The crypto community’s response has been a mix of outrage, vigilance, and collective action. Blockchain analytics firms such as Chainalysis, Elliptic, and TRM Labs have stepped up efforts to trace and freeze stolen funds, working closely with law enforcement agencies. According to BreakingCrypto.io, Bybit even offered bounties to “crypto sleuths” in the wake of the record-breaking heist, reflecting a growing trend toward community-driven security solutions. Influencers and industry leaders have doubled down on the importance of multi-factor authentication, smart contract audits, and transparent operational practices, while advocating for greater adoption of self-custody solutions.
Internationally, the MSMT’s joint statement on October 22, 2025, reaffirmed the group’s commitment to implementing UNSC sanctions against North Korea and urged Pyongyang to engage in meaningful diplomacy.
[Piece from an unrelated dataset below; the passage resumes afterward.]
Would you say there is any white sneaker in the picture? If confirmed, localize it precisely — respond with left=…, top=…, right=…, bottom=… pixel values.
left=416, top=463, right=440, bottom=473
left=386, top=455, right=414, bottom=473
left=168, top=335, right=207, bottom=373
The coalition also called for the restoration of the UN Panel of Experts on North Korea sanctions, which was dissolved in April 2024 due to a Russian veto, arguing that a robust monitoring mechanism is essential for countering ongoing threats. “We urge the Security Council to reestablish the Panel of Experts in the same strength and structure it had prior to its disbandment,” the statement read.
Looking forward, the threat posed by North Korea’s state-sponsored crypto heists underscores the urgent need for enhanced international cooperation. Regulatory bodies in the United States, South Korea, and beyond are expected to intensify crackdowns on crypto mixers and other money-laundering tools, while exchanges and DeFi platforms face mounting pressure to bolster cybersecurity protocols. The MSMT report calls on all UN member states to join efforts to maintain peace and security in the face of ongoing threats from Pyongyang and its facilitators.
For crypto investors and industry players, these developments serve as a stark reminder: the battle for the integrity and legitimacy of the digital economy is far from over. As the cat-and-mouse game between hackers and security experts evolves, only a united and vigilant global response will ensure a safer future for digital assets.